Misunderstandings Breed Distrust
The greatest source of distrust and conflict is often a misunderstanding or a reluctance to make yourself understand. Often, if you are being bothered by someone or something about an individual, the best course of action is trying to get to know them better. Understand them as a person and take the time to get to know their personality and individual traits.
Often, you’ll find that once you start to know a person, your tolerance greatly increases. For instance, you might find yourself smiling at an over-excited child that you know, compared to scowling at a stranger’s baby crying. You never know, there might be quite a lot that you can learn from the person and, in time, you could become good friends.
Be the Bigger Person
If there is no way you can tolerate this person and the thought of being around them sends you into a downward spiral, it’s time to practice distraction techniques and being the bigger person. For colleagues who are constantly picking at you for things, ask them to put it in writing and have it signed off by upper management or a supervisor. This way, a record can be kept of their discouraging behaviour and it should soon be noticed by the right people.

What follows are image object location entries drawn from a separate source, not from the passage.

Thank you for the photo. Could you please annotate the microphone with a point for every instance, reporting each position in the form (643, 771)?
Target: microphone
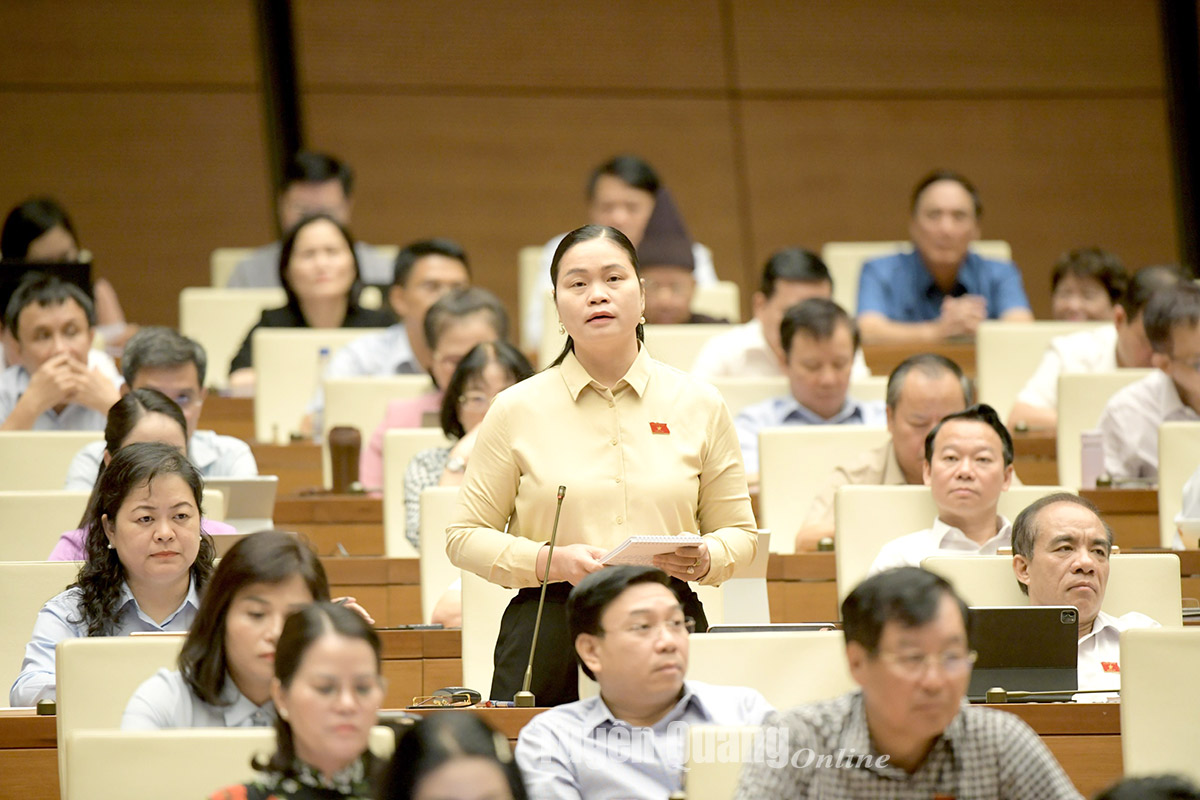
(999, 695)
(525, 698)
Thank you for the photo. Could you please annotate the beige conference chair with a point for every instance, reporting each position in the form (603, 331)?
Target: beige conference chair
(845, 262)
(24, 589)
(1159, 713)
(1081, 401)
(220, 319)
(361, 403)
(437, 573)
(989, 581)
(287, 362)
(399, 447)
(181, 763)
(1008, 353)
(96, 677)
(1179, 455)
(36, 461)
(793, 468)
(870, 516)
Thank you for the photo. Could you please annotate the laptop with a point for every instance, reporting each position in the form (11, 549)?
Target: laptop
(1026, 649)
(250, 501)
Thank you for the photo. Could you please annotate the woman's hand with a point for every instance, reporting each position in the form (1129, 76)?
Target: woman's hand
(573, 563)
(690, 563)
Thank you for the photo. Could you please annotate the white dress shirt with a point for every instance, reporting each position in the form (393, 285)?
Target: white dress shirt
(166, 701)
(939, 540)
(1131, 421)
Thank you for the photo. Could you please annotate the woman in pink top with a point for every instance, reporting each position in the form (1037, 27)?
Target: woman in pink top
(142, 415)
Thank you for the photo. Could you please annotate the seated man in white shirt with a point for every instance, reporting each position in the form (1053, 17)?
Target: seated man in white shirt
(1061, 551)
(754, 349)
(631, 636)
(820, 341)
(53, 385)
(922, 390)
(969, 463)
(1171, 392)
(165, 360)
(1102, 349)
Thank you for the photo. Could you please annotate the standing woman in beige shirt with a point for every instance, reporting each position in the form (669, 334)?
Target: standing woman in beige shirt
(642, 449)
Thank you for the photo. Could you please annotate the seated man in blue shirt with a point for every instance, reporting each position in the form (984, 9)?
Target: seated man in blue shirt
(820, 341)
(941, 289)
(631, 637)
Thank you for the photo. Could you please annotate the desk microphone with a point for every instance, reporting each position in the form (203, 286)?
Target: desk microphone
(525, 698)
(997, 695)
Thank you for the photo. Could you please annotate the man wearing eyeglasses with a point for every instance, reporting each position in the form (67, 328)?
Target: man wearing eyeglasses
(906, 732)
(1171, 392)
(165, 360)
(631, 637)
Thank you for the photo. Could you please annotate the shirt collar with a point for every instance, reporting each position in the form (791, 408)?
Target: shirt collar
(576, 377)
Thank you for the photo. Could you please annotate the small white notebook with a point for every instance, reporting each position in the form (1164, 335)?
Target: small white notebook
(640, 551)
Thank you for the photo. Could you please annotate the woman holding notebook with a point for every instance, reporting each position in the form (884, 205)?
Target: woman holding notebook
(641, 449)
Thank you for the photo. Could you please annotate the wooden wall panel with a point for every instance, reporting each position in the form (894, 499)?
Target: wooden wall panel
(153, 180)
(502, 173)
(947, 46)
(1053, 174)
(127, 41)
(624, 44)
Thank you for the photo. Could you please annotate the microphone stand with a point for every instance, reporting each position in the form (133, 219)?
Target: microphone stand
(525, 698)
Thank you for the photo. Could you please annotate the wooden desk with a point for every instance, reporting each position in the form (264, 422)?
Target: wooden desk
(1133, 515)
(882, 359)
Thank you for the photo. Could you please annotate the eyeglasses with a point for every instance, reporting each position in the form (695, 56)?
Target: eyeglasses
(679, 626)
(916, 665)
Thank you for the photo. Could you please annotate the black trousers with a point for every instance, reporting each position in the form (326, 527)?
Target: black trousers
(555, 667)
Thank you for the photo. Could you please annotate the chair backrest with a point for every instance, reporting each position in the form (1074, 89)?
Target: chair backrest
(24, 589)
(96, 677)
(222, 263)
(1179, 455)
(845, 262)
(988, 581)
(1159, 715)
(1081, 401)
(1008, 353)
(31, 522)
(287, 366)
(437, 573)
(181, 763)
(483, 606)
(36, 461)
(867, 517)
(361, 403)
(220, 319)
(399, 447)
(793, 468)
(679, 344)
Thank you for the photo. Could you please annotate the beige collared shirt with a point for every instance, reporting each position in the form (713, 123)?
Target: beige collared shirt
(623, 479)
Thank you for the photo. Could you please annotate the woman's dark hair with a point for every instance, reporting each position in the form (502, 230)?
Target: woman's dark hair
(28, 222)
(439, 739)
(123, 417)
(289, 242)
(299, 632)
(472, 366)
(268, 557)
(102, 573)
(588, 233)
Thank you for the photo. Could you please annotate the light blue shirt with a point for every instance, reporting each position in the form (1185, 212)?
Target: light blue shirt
(784, 410)
(581, 750)
(214, 455)
(61, 619)
(166, 701)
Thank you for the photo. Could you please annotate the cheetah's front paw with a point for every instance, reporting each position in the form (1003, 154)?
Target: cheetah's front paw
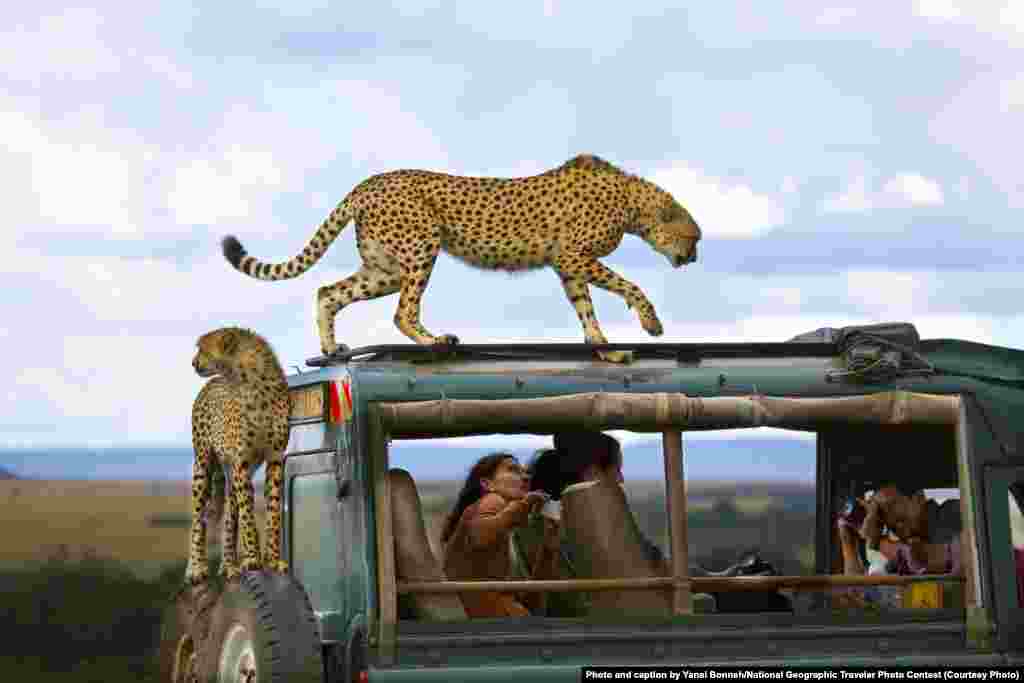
(278, 566)
(197, 575)
(251, 564)
(445, 341)
(229, 570)
(650, 324)
(616, 356)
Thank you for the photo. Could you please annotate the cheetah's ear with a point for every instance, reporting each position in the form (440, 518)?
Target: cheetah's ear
(229, 342)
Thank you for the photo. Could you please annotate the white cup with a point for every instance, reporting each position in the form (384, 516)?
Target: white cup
(552, 510)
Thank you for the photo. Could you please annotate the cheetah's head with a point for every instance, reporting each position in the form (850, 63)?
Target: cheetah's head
(216, 351)
(674, 233)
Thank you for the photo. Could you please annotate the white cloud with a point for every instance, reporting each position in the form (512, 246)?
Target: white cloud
(938, 9)
(721, 208)
(836, 15)
(75, 174)
(900, 190)
(982, 122)
(211, 190)
(1004, 18)
(913, 188)
(67, 45)
(889, 295)
(853, 199)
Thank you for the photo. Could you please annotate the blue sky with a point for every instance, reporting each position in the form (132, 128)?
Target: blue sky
(847, 164)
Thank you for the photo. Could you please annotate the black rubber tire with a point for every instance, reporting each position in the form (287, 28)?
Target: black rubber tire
(271, 615)
(184, 624)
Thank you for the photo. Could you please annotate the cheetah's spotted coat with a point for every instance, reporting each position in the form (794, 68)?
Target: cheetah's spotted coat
(240, 421)
(565, 218)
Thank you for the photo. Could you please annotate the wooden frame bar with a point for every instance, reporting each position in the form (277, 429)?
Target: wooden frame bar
(675, 498)
(700, 584)
(387, 594)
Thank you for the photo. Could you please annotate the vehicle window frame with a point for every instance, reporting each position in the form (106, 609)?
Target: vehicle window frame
(385, 622)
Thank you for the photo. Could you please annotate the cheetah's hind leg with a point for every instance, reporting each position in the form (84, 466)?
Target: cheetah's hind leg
(242, 484)
(198, 570)
(272, 492)
(229, 527)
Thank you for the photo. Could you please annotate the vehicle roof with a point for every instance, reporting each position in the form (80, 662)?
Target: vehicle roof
(993, 375)
(949, 357)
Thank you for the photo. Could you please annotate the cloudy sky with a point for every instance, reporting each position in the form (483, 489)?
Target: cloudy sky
(847, 165)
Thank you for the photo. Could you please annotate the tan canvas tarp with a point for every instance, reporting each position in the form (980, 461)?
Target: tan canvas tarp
(657, 412)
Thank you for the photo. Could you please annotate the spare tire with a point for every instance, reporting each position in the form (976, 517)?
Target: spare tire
(183, 627)
(262, 630)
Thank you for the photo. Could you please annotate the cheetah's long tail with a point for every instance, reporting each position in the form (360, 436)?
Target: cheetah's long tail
(315, 248)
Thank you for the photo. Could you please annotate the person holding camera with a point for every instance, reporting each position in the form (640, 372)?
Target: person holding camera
(911, 534)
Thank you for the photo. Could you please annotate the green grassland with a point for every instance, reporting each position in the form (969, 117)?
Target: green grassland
(86, 567)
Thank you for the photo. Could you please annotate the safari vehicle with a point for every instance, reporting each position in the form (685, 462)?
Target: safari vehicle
(881, 402)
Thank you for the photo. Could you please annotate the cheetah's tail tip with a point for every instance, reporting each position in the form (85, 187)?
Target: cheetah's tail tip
(233, 251)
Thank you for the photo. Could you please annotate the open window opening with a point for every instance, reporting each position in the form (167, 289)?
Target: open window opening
(863, 446)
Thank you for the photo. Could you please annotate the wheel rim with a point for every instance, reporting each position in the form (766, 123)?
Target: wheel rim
(238, 657)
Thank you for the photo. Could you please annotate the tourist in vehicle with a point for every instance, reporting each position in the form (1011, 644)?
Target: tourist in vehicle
(927, 534)
(578, 456)
(494, 501)
(911, 534)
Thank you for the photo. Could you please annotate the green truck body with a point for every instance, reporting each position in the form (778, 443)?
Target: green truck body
(338, 451)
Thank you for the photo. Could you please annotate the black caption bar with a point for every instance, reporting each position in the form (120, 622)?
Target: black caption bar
(851, 674)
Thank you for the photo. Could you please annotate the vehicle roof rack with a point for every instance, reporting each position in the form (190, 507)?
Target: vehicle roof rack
(680, 352)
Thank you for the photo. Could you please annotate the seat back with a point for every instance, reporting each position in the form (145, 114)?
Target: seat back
(413, 558)
(606, 544)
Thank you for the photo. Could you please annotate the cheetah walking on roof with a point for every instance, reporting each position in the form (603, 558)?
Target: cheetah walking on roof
(565, 218)
(240, 421)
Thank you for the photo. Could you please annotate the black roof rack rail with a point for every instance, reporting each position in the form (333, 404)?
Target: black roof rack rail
(527, 351)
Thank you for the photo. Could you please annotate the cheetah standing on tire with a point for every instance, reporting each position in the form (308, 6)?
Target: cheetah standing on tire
(565, 218)
(240, 421)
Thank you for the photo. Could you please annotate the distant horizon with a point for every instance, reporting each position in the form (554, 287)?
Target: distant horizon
(749, 459)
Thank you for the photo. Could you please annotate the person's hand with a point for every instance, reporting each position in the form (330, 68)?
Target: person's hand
(536, 499)
(552, 539)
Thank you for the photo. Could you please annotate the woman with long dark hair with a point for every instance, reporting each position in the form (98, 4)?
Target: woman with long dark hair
(494, 500)
(578, 456)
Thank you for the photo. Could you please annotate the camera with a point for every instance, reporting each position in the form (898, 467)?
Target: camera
(853, 513)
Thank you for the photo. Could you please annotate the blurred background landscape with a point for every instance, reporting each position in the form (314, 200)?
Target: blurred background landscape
(88, 563)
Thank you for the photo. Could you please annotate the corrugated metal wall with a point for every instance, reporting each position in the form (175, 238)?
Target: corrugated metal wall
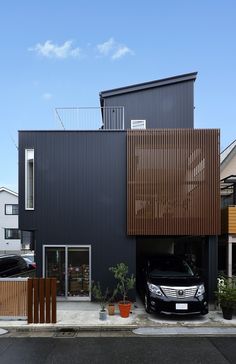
(169, 106)
(80, 195)
(173, 182)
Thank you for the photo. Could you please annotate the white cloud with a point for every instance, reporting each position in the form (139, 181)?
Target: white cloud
(47, 96)
(113, 49)
(51, 50)
(106, 47)
(121, 51)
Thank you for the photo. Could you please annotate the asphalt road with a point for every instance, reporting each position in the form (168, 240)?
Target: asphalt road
(117, 350)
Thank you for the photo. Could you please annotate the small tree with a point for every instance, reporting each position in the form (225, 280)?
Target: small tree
(226, 292)
(124, 282)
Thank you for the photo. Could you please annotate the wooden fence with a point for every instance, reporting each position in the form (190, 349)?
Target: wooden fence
(41, 300)
(29, 298)
(13, 297)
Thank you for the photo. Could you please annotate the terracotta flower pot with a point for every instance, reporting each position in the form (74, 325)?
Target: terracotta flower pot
(103, 315)
(124, 309)
(111, 309)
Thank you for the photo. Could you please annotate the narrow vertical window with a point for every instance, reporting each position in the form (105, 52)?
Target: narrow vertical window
(29, 179)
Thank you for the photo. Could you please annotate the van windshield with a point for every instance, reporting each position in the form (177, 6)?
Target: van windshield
(169, 267)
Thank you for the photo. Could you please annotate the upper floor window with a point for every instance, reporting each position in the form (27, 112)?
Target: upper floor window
(11, 210)
(12, 234)
(29, 179)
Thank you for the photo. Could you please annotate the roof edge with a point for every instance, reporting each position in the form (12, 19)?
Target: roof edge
(151, 84)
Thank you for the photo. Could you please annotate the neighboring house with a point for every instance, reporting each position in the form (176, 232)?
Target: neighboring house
(227, 241)
(94, 198)
(9, 232)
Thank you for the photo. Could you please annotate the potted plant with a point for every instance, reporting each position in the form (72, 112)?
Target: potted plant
(111, 304)
(226, 296)
(100, 297)
(124, 284)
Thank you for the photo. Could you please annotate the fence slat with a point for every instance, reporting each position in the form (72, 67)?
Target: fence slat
(41, 300)
(53, 293)
(48, 291)
(36, 300)
(30, 301)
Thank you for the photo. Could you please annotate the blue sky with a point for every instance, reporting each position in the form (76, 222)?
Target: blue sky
(62, 53)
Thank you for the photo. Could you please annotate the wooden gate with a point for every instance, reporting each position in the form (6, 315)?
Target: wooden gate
(41, 300)
(13, 297)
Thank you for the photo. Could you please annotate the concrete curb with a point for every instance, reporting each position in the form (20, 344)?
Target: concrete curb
(96, 328)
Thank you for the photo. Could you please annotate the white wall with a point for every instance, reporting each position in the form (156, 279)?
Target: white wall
(229, 166)
(8, 221)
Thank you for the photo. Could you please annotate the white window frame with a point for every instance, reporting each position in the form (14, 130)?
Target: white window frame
(26, 179)
(66, 298)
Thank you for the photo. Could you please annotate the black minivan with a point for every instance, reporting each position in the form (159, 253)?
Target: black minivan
(11, 265)
(168, 285)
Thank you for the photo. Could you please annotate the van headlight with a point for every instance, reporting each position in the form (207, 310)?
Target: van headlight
(154, 289)
(200, 290)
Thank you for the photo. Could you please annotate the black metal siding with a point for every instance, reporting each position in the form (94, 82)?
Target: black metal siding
(80, 195)
(169, 106)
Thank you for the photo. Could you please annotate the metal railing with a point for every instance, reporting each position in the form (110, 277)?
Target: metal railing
(90, 118)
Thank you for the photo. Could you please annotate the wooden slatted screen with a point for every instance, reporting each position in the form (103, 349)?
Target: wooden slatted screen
(13, 298)
(42, 300)
(173, 182)
(228, 220)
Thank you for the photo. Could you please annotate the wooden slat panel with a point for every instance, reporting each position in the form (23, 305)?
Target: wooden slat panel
(173, 182)
(36, 299)
(53, 293)
(13, 298)
(41, 299)
(232, 219)
(30, 301)
(48, 293)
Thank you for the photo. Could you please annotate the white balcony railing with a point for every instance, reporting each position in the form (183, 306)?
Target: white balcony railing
(90, 118)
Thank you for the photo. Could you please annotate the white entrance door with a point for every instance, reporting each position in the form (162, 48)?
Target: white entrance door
(70, 265)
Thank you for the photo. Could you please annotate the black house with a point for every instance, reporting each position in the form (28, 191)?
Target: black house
(144, 182)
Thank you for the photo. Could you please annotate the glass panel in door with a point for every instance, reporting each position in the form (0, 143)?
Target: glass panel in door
(78, 272)
(55, 267)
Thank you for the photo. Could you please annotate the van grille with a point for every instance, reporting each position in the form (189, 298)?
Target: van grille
(179, 292)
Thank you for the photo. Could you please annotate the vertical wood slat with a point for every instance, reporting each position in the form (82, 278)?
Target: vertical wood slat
(36, 299)
(48, 292)
(41, 300)
(30, 301)
(13, 298)
(175, 172)
(53, 293)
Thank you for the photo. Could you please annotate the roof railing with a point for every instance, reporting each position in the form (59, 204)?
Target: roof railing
(90, 118)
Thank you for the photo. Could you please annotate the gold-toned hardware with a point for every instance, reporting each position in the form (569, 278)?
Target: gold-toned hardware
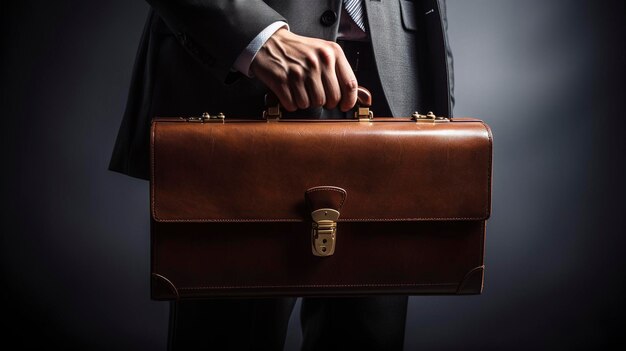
(207, 118)
(364, 114)
(272, 113)
(429, 117)
(324, 231)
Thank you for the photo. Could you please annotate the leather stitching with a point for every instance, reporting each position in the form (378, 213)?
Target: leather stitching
(343, 193)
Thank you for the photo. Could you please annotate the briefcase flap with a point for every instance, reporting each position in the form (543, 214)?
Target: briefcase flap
(393, 170)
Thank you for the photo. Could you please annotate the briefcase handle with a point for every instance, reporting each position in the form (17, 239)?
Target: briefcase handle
(362, 108)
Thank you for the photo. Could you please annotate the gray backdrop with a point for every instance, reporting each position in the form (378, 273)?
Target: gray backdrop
(548, 76)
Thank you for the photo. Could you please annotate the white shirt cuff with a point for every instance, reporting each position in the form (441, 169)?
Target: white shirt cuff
(244, 60)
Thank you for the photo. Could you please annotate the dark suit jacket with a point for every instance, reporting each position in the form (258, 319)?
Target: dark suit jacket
(183, 65)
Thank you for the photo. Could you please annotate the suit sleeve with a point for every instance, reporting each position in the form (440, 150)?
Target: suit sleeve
(215, 32)
(449, 57)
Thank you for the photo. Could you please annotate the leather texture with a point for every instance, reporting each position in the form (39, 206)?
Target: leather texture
(188, 48)
(232, 218)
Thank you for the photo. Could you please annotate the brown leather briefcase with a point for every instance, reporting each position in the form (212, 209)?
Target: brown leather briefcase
(317, 207)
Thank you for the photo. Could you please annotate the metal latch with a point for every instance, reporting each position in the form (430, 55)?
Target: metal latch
(429, 117)
(324, 231)
(207, 118)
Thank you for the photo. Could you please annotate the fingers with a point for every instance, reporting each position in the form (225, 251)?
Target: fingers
(347, 83)
(306, 72)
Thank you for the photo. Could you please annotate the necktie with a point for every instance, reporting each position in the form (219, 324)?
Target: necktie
(355, 10)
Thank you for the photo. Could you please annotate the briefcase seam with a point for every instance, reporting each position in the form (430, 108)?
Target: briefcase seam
(317, 286)
(484, 217)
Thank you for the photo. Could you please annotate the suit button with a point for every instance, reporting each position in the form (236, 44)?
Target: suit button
(328, 18)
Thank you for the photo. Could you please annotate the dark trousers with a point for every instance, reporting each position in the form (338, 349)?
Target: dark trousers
(346, 323)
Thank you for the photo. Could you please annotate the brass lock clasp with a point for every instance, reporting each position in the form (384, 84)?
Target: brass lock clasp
(324, 231)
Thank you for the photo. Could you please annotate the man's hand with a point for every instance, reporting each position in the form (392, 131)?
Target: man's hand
(305, 72)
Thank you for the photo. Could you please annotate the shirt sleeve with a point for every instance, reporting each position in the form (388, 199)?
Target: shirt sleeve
(244, 60)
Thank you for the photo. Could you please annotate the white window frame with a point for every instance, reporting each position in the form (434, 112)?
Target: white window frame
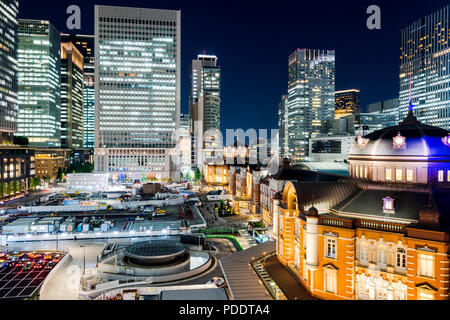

Should the person you don’t like play a large part in your out of work life, such as a family member or someone in a friend circle, it’s time to learn the ‘grey rock’ technique. Grey rocking simply means to be boring, to give nothing more than the essential information but never be impolite. Once you start being rude to a person over any reason at all, you will quickly lose the respect of those around you.
Work on Yourself
While we are not always the route of our own issues and sometimes there are justifiable reasons to be angry or annoyed, most of the time, it’s simply more effort to allow things to bother you. You would feel better and be a better person by learning to shrug things off and to take note of things so you don’t forget them but to quickly move on. When you hold on to anger and grudges, you do yourself an injustice and can even cause yourself further troubles in the way of physical or mental health problems. Teach yourself to let go, to forgive, but not necessarily to forget. Every interaction, even the negative ones, should be considered a good opportunity to learn.
Hopefully, this has offered you some insight to help you deal with people you dislike or struggle to be around. We’ve just got one last note to give and that’s to never forget – the best revenge is to live a successful, fulfilled life!